Quando a ottobre 1941 l’Impero di Mussolini era ormai un ricordo e anche per l’Italia le sorti della guerra iniziavano a farsi pericolosamente preoccupanti, Guillet pensò che tentare il ritorno in patria e non sottoporre ulteriormente i suoi uomini a sacrifici e rischi ulteriori fosse la scelta migliore. Si installò in Eritrea, sotto falso nome, nella città di Massaua. Ahmed Abdallah al Redai, questo il suo pseudonimo, lavorò come scaricatore di porto, subì rapine e pestaggi da parte di contrabbandieri, raggiunse infine il neutrale Yemen. Qui, prosegue Il Foglio, “raggiunta Hodeida Guillet va a Sanaa dove è ricevuto dall’iman Yahiah che gli offre ospitalità, protezione e il grado e lo stipendio di colonnello yemenita. Per l’iman l’Italia è un paese amico, il primo ad averne riconosciuto l’indipendenza dalla Turchia”.
Guillet lavora al fianco della famiglia reale, fa il precettore dei principi per un anno ma nonostante sulla sua testa penda la condanna a morte degli inglesi per il suo ruolo di “bandito”, vuole tentare il ritorno in patria: “con l’aiuto dell’iman si imbarca infine per Massaua, nel giugno del 1943. Da lì come clandestino sale sull’ultima delle tre navi della Croce Rossa Italiana; per non essere riconosciuto dalla scorta britannica, con la complicità del capitano, viene nascosto nel reparto dei malati di mente”. Tornò in Italia il 3 settembre 1943, mentre a Cassibile veniva firmato l’armistizio siglato dal governo Badoglio. Dopo il suo annuncio, cinque giorni dopo, la fedeltà al giuramento per il Re ebbe in lui la meglio: attraversò la linea Gustav, giunse a Brindisi e si arruolò nelle forze italiane che lavoravano alla nascita dell’esercito post-fascista. Guillet lavorò fino a fine guerra nel Servizio d’informazioni militari (Sim) e, dopo la fine della guerra e della monarchia, nel 1947 iniziò una lunga carriera diplomatica che lo avrebbe portato a essere incaricato d’affari nello Yemen che lo aveva accolto e poi ambasciatore in Giordania, Marocco, India. Senza mai scordare la terra in cui costruì la sua leggenda militare, quell’Eritrea che lo avrebbe riaccolto, oramai novantenne, come un antesignano della lotta di liberazione nazionale. Strinse la mano al presidente Isais Afewerki e incontrò, per l’ultima volta, gli ex compagni d’arme sparsi tra Asmara e Massaua.

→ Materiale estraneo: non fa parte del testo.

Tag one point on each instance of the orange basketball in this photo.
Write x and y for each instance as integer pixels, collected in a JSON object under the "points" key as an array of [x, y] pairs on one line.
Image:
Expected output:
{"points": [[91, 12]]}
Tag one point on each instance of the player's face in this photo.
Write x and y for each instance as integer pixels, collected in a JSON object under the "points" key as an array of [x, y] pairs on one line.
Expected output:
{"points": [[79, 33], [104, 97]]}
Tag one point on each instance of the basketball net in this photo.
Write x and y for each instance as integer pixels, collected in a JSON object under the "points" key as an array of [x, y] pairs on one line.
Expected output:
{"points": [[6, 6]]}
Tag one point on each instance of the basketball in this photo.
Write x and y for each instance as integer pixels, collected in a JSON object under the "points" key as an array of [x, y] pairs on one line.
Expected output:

Guillet morì più che centenario nel 2010, dopo esser stato onorato del titolo di Cavaliere di Gran Croce dell’Ordine Militare d’Italia dal presidente Carlo Azeglio Ciampi. Di lui restano i ricordi e l’epopea romantica di un ufficiale che seppe negare sul campo il mito dello scontro di civiltà e tenere alto l’onore militare dell’Italia e di un’armata abbandonata al destino della disfatta da un regime imbelle e lontano. Il Comandante Diavolo costruì una di quelle leggende contemporanee che solo l’Africa è capace di creare e seppe conquistare, sul lungo periodo, l’onore e il rispetto di quei nemici che lo avevano a lungo cercato invano. Vittorio Dan Segre, biografo di Guillet, scrisse che “Lawrence d’Arabia aveva dietro di sé un impero che lo sosteneva e milioni di sterline d’oro con cui comprava la fedeltà. Amedeo Guillet non aveva un becco d’un quattrino, non aveva il sostegno di nessun impero e di nessuna forza politica”. Ma seppe creare un’epopea militare e umana contemporanea. Andando oltre e mostrando la pusillanimità di qualsiasi retorica che parli di scontri di civiltà.